简体   繁体   English

如何使用UFT从大型文本文件读取数据并在另一个字符串中写入包含字符串的行?

[英]How to Read data from a large text file and write lines having some string in another using UFT?

I have problem at hand. 我手头有问题。 I need to read a log file and if any line in the log file contains a specified log level, I need to write that line in a result file. 我需要读取一个日志文件,并且如果该日志文件中的任何行包含指定的日志级别,则需要将该行写入结果文件中。 I have written following code and it is working perfectly. 我已经编写了以下代码,并且运行良好。 But my problem is - the size of log file. 但是我的问题是-日志文件的大小。 In my project max size set for a log file is 100 MB. 在我的项目中,为日志文件设置的最大大小为100 MB。 I tested this code with 2 MB - log file (15512 Lines) and it took ridiculously long time (about 1 hour 15 minutes). 我用2 MB的日志文件(15512行)测试了此代码,这花了很长时间(大约1小时15分钟)。 Also, I am not sure how will this behave with a large file. 另外,我不确定大文件的情况如何。 Do you have any other approach? 您还有其他方法吗? Fast help will be really appreciated. 快速的帮助将不胜感激。

Option Explicit

Public Function chekLogFile(sLogFileName, sLogLevelToCheck, sResultFile)
    Dim oFSO, oFile, oResultFileObj, oResultFile
    Dim sFileContent
    Dim arrFileContent
    Dim iNumberOfLinesInFile, iCounter

    ' Open the result file to write
    Set oResultFileObj = CreateObject("Scripting.FileSystemObject")
    Set oResultFile = oResultFileObj.OpenTextFile(sResultFile,8)

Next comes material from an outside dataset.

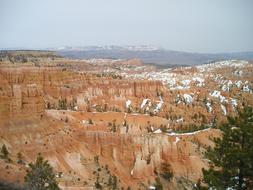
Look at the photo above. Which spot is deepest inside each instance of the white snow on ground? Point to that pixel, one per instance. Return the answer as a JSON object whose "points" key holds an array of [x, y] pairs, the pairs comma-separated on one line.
{"points": [[246, 88], [128, 103], [200, 81], [210, 109], [227, 87], [238, 83], [144, 102], [158, 131], [180, 120], [217, 94], [223, 109], [238, 73], [186, 82], [190, 133], [188, 99]]}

    ' Read content from log file
    Set oFSO = CreateObject("Scripting.FileSystemObject")
    Set oFile = oFSO.OpenTextFile(sLogFileName,1)
    sFileContent = oFile.ReadAll()
    ' Create an array with content of each line as its elements
    arrFileContent = Split(sFileContent,vbcrlf)
    ' Get the number of lines
    iNumberOfLinesInFile = UBound(arrFileContent)

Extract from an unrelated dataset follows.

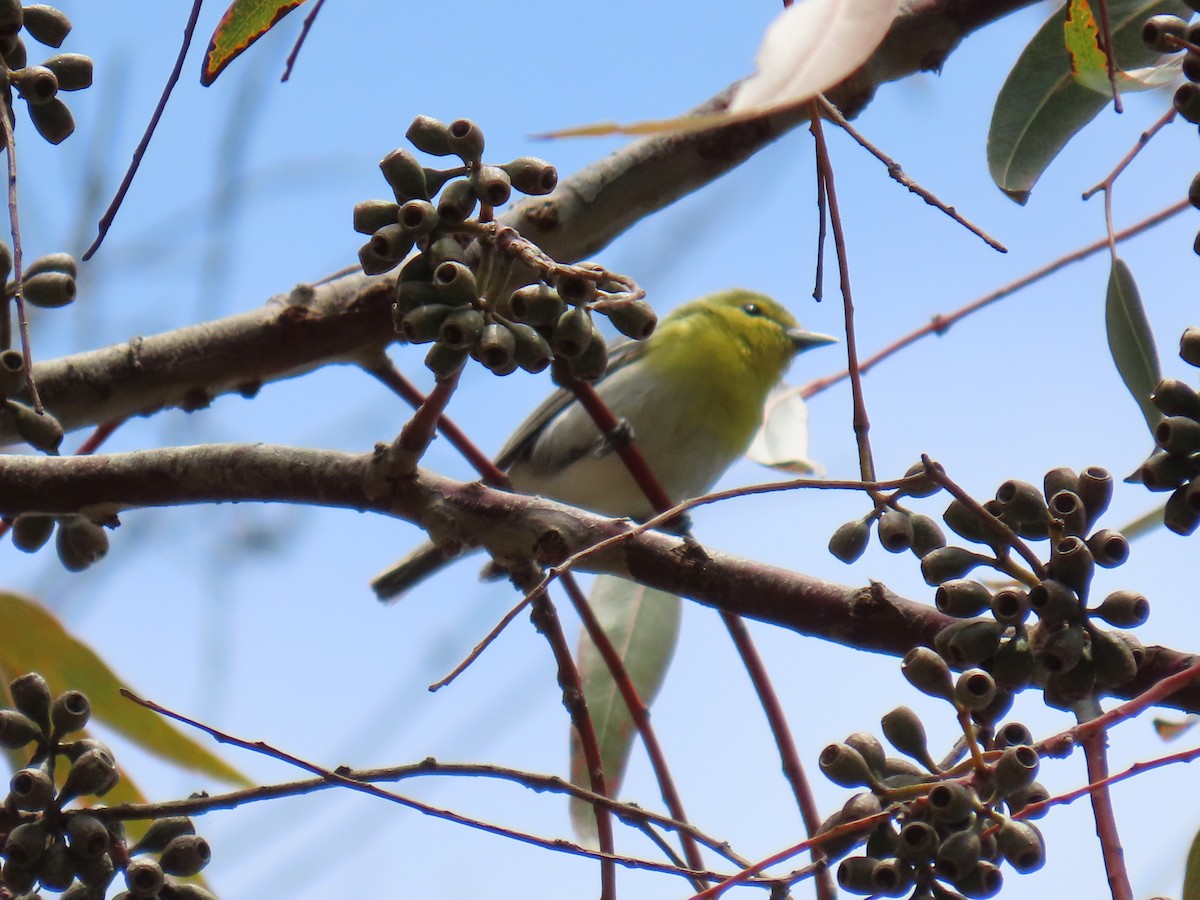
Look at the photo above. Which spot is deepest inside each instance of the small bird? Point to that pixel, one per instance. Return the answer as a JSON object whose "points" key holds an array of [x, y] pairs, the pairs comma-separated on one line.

    ' If the line contails the log level, write the line in the result file
    ' The lines we are concereed about start as follows

    ' 20150823135921 :::: ERROR :: 
    ' 20150823135929 :::: WARNING :: 
    ' 20150823135930 :::: INFO :: 

    ' Please note: Any other occurrence of Either of the word except like above will not be counted.

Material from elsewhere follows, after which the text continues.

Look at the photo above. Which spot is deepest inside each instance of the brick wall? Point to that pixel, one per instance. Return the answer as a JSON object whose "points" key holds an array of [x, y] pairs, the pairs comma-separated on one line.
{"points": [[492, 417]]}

    For iCounter = 0 To iNumberOfLinesInFile Step 1
         If Mid(arrFileContent(iCounter),21,Len(sLogLevelToCheck)) = sLogLevelToCheck Then
            oResultFile.WriteLine(arrFileContent(iCounter))
        End If
    Next

    ' Close the files
    oFile.Close
    oResultFile.Close

    ' Release the objects
    Set oResultFile = Nothing
    Set oFile = Nothing
    Set oFSO = Nothing
    Set oResultFileObj = Nothing
End Function


' Log level could be either ERROR OR WARNING OR INFO
Call chekLogFile("E:\UFTTrial\gmail.log", "ERROR", "E:\UFTTrial\ResultFile.txt")

A text file is a collection of strings. 文本文件字符串的集合。 If you need to process it sequencially/line by line, slurping the file and then splitting the content into an array is a waste of time and memory. 如果您需要按顺序/逐行顺序地处理它,则先将文件制成样式,然后将内容拆分为一个数组,这是浪费时间和内存的。 Use .ReadLine() instead. 使用.ReadLine()代替。

Sample code applied to a 20 MB file took less than 2 min on my (slow) machine: 在我的(慢速)计算机上,应用于20 MB文件的示例代码用了不到2分钟的时间:

Option Explicit

Const ForAppending = 8
Const csSrcFile = "M:\lib\kurs0705\testdata\lines.txt"

Dim oFSO : Set oFSO = CreateObject("Scripting.FileSystemObject")

Dim dtStart : dtStart = Now()
checkLogFile csSrcFile, "This", "selected.txt"
Dim dtEnd   : dtEnd   = Now() - dtStart
WScript.Echo oFSO.GetFile(csSrcFile).Size / 10^6, "MB  ", FormatDateTime(dtEnd, vbShortTime)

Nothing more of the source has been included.